Regular Expressions: Describe Anything!
One thing that has confused me for no reason whatsoever are regular expressions. So hopefully this tutorial will help you learn some basics about regular expressions.
Matching
What even is RegEXP? (Regular EXPressions) Well, they are a 'language' of themselves, and they allow you to match parts of the string. For example, if you wanted to match the color in each of these sentences:
Bob has a blue shirt.
Joe has a green shirt.
Amy has an orange shirt.
Coder100 has a brown shirt.
A suitable regular expression would be:
/\w+ has an? (\w+) shirt./
Syntax
Creating Regular Expressions are simple. There are two ways you can approach this. The first way is to use a literal:
/... your regexp .../... your flags ...
or, to call a constructor:
new RegExp("...your regexp...", "... your flags ...");
Flags are like 'configuration options'. The most common flag is the g
flag. This means you will capture all the matches in one go. This is a table of all the flags that you will probably ever use:
flag | desc |
---|---|
g | Captures all the matches in one go. |
i | The match is case insensitive |
m | Capture multiline |
What does the m
flag mean? The m
flag means that the start of the string will be on each line instead of index 0, and the end of the string will be a newline instead of the last index.
Syntax
Regular Expressions can almost be treated as strings, but more 'relaxed'. For example:
/hello, world!/
will match hello, world!
.
Escapes
Regular Expressions contain 'wildcards'. You can specify the specifics of a wildcard.

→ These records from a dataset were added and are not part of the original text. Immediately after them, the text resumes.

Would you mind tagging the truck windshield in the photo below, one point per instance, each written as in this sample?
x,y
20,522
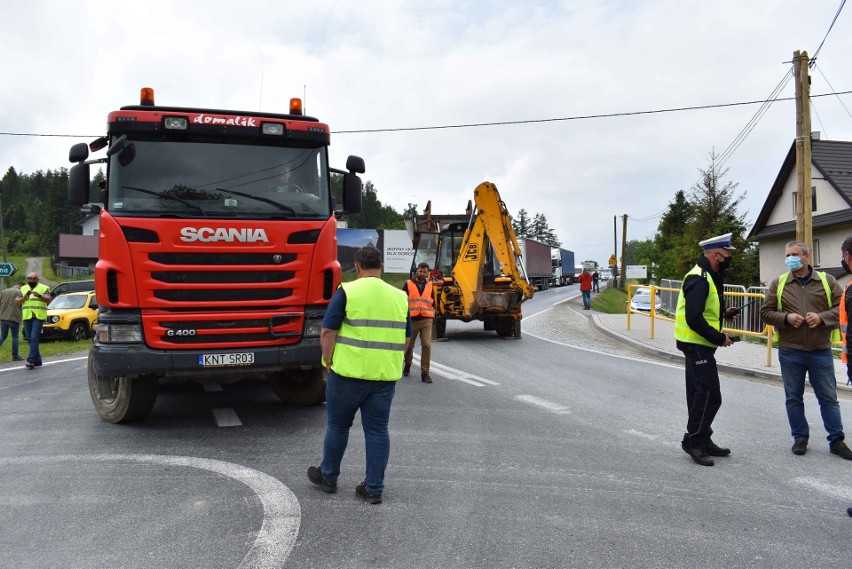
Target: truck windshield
x,y
211,179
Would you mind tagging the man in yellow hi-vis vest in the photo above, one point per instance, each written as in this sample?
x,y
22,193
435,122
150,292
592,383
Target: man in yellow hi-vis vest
x,y
803,305
698,331
363,340
33,300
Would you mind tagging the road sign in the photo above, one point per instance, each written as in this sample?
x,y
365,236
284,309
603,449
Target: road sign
x,y
7,269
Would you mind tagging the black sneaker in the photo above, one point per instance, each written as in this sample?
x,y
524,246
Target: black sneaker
x,y
315,476
800,446
361,492
698,454
840,449
715,450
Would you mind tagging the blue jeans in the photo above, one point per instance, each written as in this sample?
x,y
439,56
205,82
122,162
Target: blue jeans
x,y
7,326
819,366
344,397
32,330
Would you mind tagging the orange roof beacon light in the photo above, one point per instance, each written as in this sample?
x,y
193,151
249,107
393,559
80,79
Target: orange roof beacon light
x,y
146,96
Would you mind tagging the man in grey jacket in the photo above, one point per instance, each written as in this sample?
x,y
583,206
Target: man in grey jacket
x,y
804,313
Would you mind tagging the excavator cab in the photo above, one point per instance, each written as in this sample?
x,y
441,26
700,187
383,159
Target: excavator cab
x,y
476,273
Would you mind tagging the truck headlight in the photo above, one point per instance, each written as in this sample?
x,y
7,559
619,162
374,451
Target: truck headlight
x,y
118,333
313,324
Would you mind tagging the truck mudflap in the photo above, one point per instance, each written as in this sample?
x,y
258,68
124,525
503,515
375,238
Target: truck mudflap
x,y
134,360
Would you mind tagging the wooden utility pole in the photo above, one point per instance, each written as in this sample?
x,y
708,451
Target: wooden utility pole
x,y
804,212
615,245
624,253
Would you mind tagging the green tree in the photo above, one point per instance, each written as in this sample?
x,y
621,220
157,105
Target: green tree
x,y
709,209
374,214
541,231
522,224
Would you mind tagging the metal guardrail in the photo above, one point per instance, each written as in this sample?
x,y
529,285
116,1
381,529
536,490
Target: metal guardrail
x,y
748,300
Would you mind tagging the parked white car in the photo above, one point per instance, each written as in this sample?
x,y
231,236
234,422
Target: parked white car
x,y
641,301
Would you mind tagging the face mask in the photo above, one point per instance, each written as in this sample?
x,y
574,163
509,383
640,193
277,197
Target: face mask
x,y
793,263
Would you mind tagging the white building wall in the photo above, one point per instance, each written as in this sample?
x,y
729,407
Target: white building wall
x,y
828,200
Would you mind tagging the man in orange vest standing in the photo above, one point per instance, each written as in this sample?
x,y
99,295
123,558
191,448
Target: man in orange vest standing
x,y
421,308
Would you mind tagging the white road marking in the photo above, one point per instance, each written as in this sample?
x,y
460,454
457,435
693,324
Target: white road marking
x,y
641,434
544,404
45,364
650,437
281,511
592,351
457,374
838,491
226,417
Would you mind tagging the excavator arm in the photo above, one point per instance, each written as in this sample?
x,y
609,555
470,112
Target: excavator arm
x,y
490,221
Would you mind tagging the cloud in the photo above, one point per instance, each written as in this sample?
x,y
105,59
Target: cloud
x,y
386,64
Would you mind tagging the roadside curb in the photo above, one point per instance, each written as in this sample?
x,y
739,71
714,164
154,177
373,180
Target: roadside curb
x,y
677,357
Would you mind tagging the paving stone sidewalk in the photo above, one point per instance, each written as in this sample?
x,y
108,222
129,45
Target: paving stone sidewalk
x,y
568,323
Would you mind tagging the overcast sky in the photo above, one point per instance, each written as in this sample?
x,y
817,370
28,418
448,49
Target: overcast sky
x,y
390,64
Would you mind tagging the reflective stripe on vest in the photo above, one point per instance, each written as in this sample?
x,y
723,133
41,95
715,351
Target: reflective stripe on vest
x,y
712,309
420,304
34,307
844,323
371,341
836,334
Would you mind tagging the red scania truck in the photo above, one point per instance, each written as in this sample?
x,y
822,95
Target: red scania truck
x,y
217,250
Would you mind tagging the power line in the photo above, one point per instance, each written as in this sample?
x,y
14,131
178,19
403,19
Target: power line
x,y
577,117
502,123
818,68
836,15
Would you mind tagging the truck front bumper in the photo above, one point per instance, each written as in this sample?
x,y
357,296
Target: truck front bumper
x,y
117,360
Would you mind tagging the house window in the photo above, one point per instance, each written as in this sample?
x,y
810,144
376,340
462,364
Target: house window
x,y
813,201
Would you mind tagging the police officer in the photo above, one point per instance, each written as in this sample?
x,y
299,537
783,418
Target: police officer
x,y
363,339
33,300
698,331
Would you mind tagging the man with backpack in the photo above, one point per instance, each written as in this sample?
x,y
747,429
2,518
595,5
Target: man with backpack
x,y
804,307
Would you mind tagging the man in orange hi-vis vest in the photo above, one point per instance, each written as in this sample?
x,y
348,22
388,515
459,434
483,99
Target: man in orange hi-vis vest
x,y
422,310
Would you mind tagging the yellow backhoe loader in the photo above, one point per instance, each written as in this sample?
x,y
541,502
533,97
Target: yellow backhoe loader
x,y
476,272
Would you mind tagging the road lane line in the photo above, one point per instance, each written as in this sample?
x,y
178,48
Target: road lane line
x,y
281,511
226,417
45,364
838,491
457,374
544,404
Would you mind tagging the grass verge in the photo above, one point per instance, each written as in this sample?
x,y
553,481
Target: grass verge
x,y
611,301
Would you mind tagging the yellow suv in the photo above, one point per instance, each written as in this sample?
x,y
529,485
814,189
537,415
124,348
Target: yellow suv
x,y
71,316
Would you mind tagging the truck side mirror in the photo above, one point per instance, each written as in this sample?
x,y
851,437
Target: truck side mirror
x,y
351,192
356,164
78,152
78,184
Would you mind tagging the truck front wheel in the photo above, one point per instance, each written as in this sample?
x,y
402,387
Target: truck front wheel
x,y
121,399
301,388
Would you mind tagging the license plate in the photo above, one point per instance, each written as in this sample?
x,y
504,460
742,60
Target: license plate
x,y
222,360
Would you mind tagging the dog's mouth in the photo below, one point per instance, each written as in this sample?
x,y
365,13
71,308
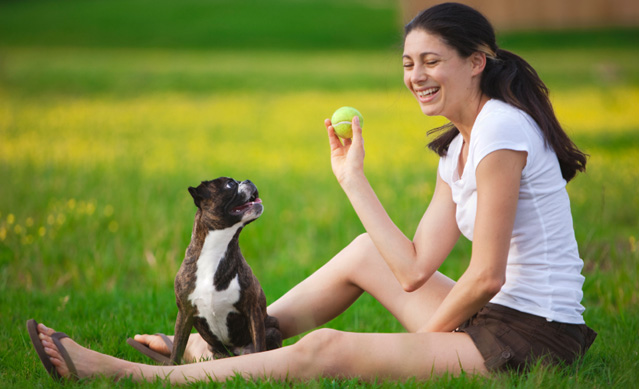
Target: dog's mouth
x,y
254,199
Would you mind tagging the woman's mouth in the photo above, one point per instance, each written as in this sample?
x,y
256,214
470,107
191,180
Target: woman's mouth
x,y
427,94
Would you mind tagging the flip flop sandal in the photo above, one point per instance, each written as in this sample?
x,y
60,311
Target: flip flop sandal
x,y
32,327
156,356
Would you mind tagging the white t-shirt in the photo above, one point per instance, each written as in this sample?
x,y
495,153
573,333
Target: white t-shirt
x,y
543,273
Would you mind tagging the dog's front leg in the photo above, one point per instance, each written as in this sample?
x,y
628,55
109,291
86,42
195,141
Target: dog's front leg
x,y
258,331
183,325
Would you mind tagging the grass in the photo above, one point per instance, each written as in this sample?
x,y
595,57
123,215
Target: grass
x,y
102,131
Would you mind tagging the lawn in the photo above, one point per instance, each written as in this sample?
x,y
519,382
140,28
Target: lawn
x,y
110,110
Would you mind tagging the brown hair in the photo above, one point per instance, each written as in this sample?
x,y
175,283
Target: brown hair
x,y
506,77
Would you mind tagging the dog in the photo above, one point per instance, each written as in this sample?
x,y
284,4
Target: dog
x,y
215,289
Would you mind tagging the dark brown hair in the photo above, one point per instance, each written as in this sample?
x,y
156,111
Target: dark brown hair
x,y
506,77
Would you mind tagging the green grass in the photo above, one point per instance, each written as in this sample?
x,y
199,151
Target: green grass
x,y
106,118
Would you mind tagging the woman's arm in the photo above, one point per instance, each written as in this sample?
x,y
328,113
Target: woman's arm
x,y
498,178
412,263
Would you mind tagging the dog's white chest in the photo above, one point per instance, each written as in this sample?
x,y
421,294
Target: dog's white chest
x,y
215,305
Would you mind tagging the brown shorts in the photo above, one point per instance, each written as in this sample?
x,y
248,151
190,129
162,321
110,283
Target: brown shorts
x,y
512,340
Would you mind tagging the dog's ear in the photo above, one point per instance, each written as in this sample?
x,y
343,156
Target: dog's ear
x,y
197,198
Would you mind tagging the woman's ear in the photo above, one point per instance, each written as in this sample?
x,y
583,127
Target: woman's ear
x,y
478,61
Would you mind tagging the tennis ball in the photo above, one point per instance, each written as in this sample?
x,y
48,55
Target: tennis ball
x,y
342,119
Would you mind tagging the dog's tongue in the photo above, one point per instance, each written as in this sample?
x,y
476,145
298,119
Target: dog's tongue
x,y
242,207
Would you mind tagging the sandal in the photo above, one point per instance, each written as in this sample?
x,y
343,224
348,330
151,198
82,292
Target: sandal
x,y
32,327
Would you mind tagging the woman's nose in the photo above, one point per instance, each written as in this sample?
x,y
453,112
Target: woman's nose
x,y
418,75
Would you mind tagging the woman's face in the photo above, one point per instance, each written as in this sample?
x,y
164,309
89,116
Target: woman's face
x,y
440,79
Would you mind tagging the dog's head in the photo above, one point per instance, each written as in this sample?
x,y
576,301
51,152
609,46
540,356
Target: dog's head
x,y
225,202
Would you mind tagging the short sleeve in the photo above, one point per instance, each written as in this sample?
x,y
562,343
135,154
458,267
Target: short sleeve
x,y
501,131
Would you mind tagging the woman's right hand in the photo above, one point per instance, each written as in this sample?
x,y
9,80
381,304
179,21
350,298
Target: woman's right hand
x,y
347,156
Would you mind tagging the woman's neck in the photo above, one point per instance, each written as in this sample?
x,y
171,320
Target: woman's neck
x,y
466,120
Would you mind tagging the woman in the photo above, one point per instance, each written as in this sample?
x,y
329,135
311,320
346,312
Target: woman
x,y
501,182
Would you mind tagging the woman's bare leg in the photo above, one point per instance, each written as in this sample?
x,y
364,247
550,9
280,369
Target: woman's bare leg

expression | description |
---|---|
\w | Any alphanumeric character (case insensitive) |
\W | Any non-alphanumeric character |
\s | Any whitespace (newlines included) |
\S | Any non-whitespace character |
\b | A word boundary |
\B | Non word boundary |
\n | newline |
. | Match any character except newline. |
The first four should be very straightforward, but what is a word boundary? A word boundary means you want to match a whole word. For example, if you wanted to match op
, you will also match the op in operator
if you don't add \b
. Conversely, if you want to match the op operator
, you can add a \B
:
op\B // matches 'operator'
\bop\b // matches only 'op'
Most commonly, you will only use the latter (the two \b
).
Finally, the dot operator allows you to match any character except for a newline.
Set
What if you wanted to only match characters, or only match specific numbers? Come sets and ranges! The syntax is like this:
[...chars...]
For example, if you wanted to match a
or b
or c
, you would do:
[abc]
We call this a set.
You can also shorten that to:
[a-c]
We call this a range.
This applies to unicode characters too!
If you wanted to match anything but the a
, b
, and c
, you add a ^
. This is because ^
means XOR in JS, which is the equivalent of !=
.
[^a-c]
|
operator
An alternative to ranges is the |
operator. The previous example could be shortened to:
a|b|c
Grouping
Finally, we have grouping. Before we begin, one definition that should be known is a match. Like our first example of colors, the match is the color. The expression is the description of what should be matched.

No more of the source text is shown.